I’m new to preCICE and CalculiX, so maybe this is a daft question:
I’m trying to set up a flexible tube like simulation starting from the 3d Tube tutorial. I have the simulation running with “nearest-neighbor” mapping, but obviously that is not ideal. I tried rbf, but that seems to be quite slow.
I’d like to use the nearest-projection mapping but am stuck at the problem of the surface file.
How do I create the .sur file? I understand the concept and that the .sur file contains volume elements (linear or quadratic tets) sorted by which of the elements 4 surfaces is lying in the surface.
But how do I create this surface? I use Salome for meshing, and CGX to create the msh and nam files. But “send interface abq sur” creates an empty file. I have tried a mesh with additional 2D surface elements, but CalculiX doesn’t like those (so I have to delete them in the all.msh) and also tried to create a group of volume elements that lie in the surface (>= 3 nodes in Ninterface), but that doesn’t seem to work, either.
what elements are you trying to create? I don´t use CGX so I am not sure what elements it supports. Does it fail for linear and quadratic elements?
Regarding RBF mapping, what RBF settings did you use? Thin-plate-splines (global) or Gaussian (local)? Global RBF`s are expensive even for small meshes.
Maybe it already helps if you clarify the name of your set, is it Ninterface or interface you need as argument in the ‘send’ command? But I’m not sure about this…
If you call ‘prnt se’ in CGX, you can see whether the respective set contains faces. If not, maybe try to complete the (node-)set in CGX by calling ‘comp’ (with the respective arguments, see CGX-Manual) and then try to create the .sur-file again.
What do you mean, when you say CGX creates an Empty File? Is there a Header that says something like
** Surfaces based on interface
*SURFACE, NAME=Sinterface
or is the file completely empty?
If its completely empty, I don’t know what to do…
Thanks for the help. I may have solved the issue. It was a problem with the UNV to CCX converter.

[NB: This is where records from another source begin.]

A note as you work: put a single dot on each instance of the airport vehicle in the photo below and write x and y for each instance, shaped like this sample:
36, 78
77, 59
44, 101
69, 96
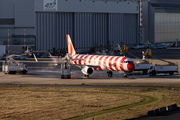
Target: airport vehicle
161, 68
19, 57
65, 71
10, 66
88, 63
154, 69
2, 50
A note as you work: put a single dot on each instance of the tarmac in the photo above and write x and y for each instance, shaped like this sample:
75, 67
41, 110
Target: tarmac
47, 71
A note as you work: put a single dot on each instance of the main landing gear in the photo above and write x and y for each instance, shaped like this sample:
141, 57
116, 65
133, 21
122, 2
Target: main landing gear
125, 75
86, 75
109, 73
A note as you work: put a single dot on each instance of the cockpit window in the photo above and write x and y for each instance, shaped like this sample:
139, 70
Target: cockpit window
128, 61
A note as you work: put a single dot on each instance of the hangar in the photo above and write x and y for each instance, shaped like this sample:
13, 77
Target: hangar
89, 22
43, 24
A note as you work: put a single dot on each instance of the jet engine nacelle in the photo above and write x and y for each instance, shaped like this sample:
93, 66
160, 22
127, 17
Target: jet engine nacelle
87, 70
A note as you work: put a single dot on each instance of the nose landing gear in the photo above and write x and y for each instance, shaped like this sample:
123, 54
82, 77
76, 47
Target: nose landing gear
125, 75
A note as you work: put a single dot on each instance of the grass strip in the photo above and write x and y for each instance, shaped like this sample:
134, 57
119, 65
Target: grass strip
108, 85
147, 100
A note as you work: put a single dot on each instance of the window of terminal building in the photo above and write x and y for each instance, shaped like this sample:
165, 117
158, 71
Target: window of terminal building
7, 22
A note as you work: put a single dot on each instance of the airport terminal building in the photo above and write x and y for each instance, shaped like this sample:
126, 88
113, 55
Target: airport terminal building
43, 24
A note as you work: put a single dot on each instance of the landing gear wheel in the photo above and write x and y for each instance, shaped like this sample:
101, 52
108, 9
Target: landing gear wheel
125, 76
24, 72
154, 73
109, 73
171, 73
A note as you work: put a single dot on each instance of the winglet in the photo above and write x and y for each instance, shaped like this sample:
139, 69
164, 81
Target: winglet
70, 45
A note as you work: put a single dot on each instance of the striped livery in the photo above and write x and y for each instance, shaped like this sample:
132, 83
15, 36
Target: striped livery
112, 63
98, 62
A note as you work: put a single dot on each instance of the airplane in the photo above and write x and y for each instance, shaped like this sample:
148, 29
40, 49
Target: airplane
88, 63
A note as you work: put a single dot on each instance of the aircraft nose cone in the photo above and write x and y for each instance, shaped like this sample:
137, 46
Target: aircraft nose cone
130, 66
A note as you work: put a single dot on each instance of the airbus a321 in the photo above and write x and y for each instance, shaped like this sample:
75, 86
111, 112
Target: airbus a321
88, 63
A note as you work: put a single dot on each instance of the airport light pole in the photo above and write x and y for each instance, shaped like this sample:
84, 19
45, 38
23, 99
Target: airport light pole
24, 39
8, 42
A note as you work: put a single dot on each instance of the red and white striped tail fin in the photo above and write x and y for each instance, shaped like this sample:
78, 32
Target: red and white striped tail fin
70, 45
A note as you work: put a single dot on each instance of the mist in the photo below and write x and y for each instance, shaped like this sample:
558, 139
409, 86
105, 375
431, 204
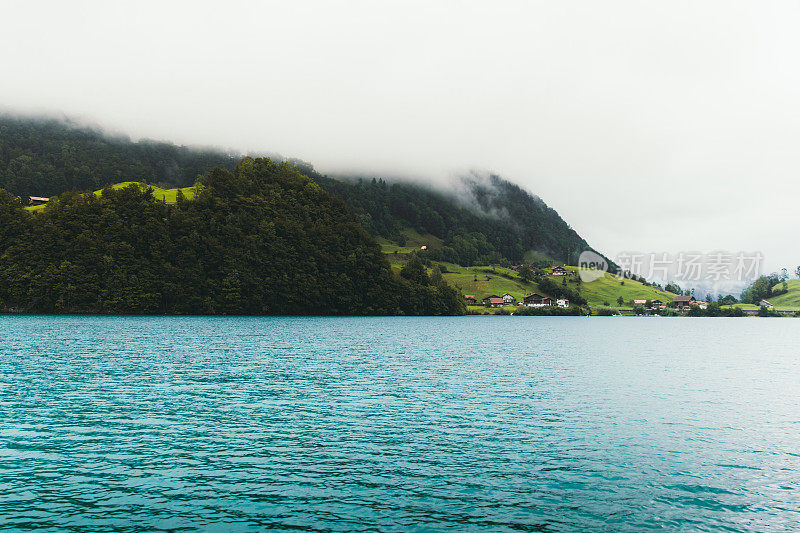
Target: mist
647, 126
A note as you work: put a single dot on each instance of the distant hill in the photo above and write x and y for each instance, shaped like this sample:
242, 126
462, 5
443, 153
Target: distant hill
481, 220
46, 157
789, 300
263, 239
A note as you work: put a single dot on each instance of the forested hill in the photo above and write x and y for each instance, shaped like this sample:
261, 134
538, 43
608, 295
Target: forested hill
46, 157
486, 220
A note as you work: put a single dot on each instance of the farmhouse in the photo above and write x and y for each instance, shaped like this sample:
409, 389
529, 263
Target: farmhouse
37, 200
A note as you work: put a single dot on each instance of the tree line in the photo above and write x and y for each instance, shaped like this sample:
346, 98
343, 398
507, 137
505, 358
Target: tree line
261, 239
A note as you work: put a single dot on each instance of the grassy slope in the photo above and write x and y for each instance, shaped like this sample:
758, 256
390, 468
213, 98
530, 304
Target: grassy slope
167, 195
789, 300
473, 280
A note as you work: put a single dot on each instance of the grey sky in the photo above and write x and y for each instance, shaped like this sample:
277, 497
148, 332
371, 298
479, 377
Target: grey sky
652, 126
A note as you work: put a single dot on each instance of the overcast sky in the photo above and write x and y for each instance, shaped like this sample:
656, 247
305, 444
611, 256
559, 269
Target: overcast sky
650, 126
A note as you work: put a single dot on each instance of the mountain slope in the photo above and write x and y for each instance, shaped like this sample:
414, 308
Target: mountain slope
263, 239
46, 157
480, 220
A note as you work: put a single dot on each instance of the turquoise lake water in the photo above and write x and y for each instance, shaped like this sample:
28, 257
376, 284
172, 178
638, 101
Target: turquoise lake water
396, 424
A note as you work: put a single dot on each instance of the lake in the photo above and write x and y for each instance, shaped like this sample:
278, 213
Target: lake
396, 424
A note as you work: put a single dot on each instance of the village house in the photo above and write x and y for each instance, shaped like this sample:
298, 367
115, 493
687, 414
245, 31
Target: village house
683, 302
37, 200
537, 300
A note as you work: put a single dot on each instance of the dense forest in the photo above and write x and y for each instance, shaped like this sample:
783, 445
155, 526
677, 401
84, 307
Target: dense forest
46, 157
262, 239
489, 221
493, 222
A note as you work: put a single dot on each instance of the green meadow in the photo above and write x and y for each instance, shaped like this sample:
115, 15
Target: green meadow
169, 196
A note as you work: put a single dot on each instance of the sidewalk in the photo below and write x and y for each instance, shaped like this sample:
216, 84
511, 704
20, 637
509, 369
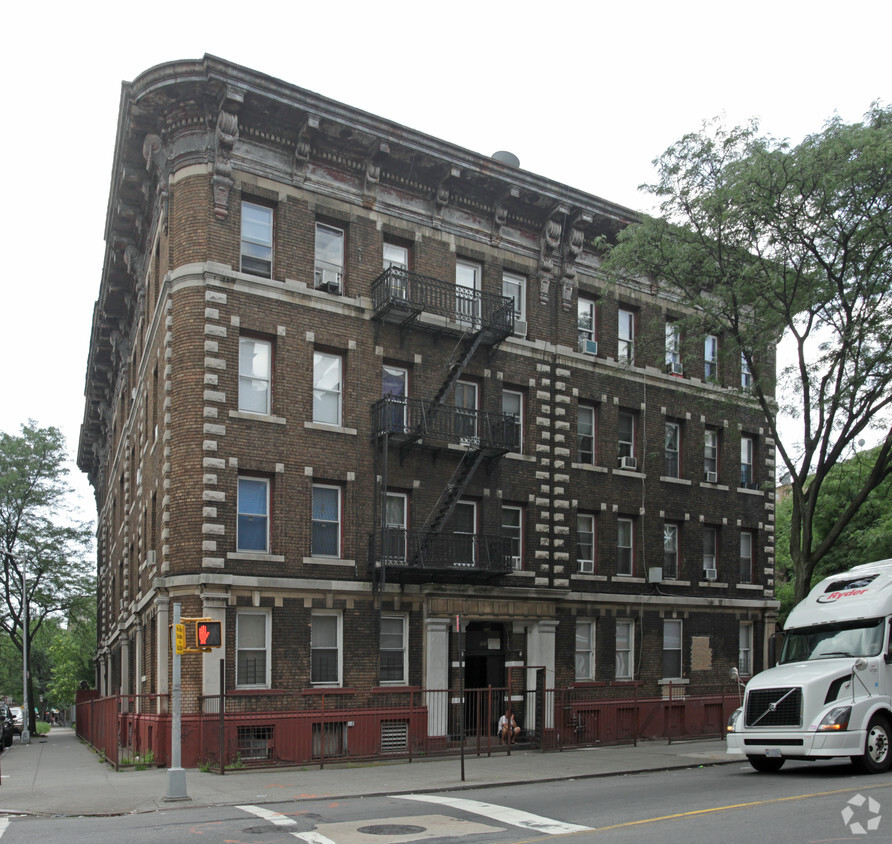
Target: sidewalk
58, 775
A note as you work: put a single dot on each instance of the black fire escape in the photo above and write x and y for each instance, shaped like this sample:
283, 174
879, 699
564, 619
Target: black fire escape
475, 319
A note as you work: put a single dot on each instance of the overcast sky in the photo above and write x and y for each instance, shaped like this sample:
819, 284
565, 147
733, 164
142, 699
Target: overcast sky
585, 93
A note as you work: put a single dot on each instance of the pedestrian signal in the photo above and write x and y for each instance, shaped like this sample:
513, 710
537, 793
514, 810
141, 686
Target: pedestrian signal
208, 634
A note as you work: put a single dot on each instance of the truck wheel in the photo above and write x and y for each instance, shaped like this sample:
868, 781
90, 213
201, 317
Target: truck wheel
877, 756
766, 764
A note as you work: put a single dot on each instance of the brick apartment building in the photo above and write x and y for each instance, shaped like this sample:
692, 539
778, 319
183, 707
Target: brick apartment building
347, 382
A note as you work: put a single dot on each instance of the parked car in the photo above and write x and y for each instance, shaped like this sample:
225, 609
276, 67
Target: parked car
7, 719
18, 715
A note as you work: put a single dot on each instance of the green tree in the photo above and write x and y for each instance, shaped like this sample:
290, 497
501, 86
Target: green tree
39, 532
760, 241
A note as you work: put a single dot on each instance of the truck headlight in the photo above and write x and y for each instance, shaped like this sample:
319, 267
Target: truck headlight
732, 720
836, 719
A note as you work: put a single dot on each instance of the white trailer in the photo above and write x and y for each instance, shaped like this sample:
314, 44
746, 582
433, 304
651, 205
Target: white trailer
830, 693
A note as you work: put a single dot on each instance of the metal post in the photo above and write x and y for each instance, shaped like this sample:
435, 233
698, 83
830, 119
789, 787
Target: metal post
176, 775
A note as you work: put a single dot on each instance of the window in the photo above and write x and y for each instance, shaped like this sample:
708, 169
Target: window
745, 649
585, 543
464, 519
586, 324
395, 387
325, 649
395, 510
512, 527
711, 358
512, 406
585, 435
254, 375
673, 348
467, 291
466, 415
746, 556
253, 515
329, 258
710, 551
671, 648
711, 455
393, 649
326, 520
673, 449
625, 649
585, 650
327, 388
746, 376
252, 639
626, 334
257, 239
747, 447
670, 550
625, 434
625, 548
514, 287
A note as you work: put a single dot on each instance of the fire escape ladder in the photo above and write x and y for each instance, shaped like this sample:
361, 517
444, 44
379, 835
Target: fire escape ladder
453, 490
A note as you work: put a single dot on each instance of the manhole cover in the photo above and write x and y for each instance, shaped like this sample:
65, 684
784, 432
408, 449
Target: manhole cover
391, 829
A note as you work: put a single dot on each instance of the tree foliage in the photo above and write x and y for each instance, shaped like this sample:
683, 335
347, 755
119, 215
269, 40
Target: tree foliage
39, 533
762, 242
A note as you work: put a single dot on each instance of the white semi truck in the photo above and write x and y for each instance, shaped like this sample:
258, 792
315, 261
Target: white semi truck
830, 693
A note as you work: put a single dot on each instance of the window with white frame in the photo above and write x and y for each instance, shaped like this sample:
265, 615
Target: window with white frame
626, 336
672, 666
325, 649
710, 550
252, 648
395, 515
464, 519
585, 650
672, 449
746, 556
254, 375
747, 449
393, 649
514, 287
257, 239
512, 406
625, 649
512, 528
329, 268
586, 322
327, 386
673, 348
745, 649
585, 543
711, 358
670, 550
466, 412
625, 546
625, 434
711, 455
585, 434
326, 521
252, 530
746, 375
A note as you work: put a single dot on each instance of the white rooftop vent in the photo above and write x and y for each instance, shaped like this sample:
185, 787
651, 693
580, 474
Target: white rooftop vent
506, 157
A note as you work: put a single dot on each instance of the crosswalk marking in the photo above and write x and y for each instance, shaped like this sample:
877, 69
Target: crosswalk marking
503, 814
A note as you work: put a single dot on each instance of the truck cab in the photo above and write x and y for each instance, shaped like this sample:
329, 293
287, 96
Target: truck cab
830, 693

When creating the mesh with Salome, Salome will create 2d elements for all surfaces. For Calculix you need to create node groups bases on the geometry (e.g. inlet, outlet, wall, interface, etc) - these can then later be exported in CGX using the “send name abq nam” command to create .nam files to import. In addition you create a surface element group based on the interface geometry (this will, in Salome, contain 2d elements, not the volume elements that CCX and preCICE need in the .sur file).
I used unv2ccx as a converter (https://github.com/calculix/salome2ccx) which creates 3d element sets, node sets (from node groups), and 2d element sets (from 2d element groups), but no surfaces. Which caused the problem, since CCX doesn’t like the 2d elements in a 3d case.
When using unical3 as a unv to calculix converter, that will discard all 2d elements and translate the 2d surface group into a 3d element set describing the surface (interface). This can then be exported from CGX using “send interface abq sur” (creating the 3D element set for the surface definition) in addition to “send interface abq nam” (creating the node set for boundary conditions).
Hope this helps.
T
P.S. RBF I am using local TPS with a radius of around 2-3 node distances (the mesh is quite uniform for this case). This seems to work nicely so far, need to test Gaussian. Global TPS was a lot slower. The only problem is the memory footprint ccx_preCICE eats 7.5GB for my test case (200,000 fluid cells - around 14,000 interface surfaces, 30,000 quadratic solid elements - around 2000 interface surfaces).
P.P.S. When I said “empty file” I meant “only headers”, so GCX did work as expected, it was just that the converter did not create the surface 3d element set needed.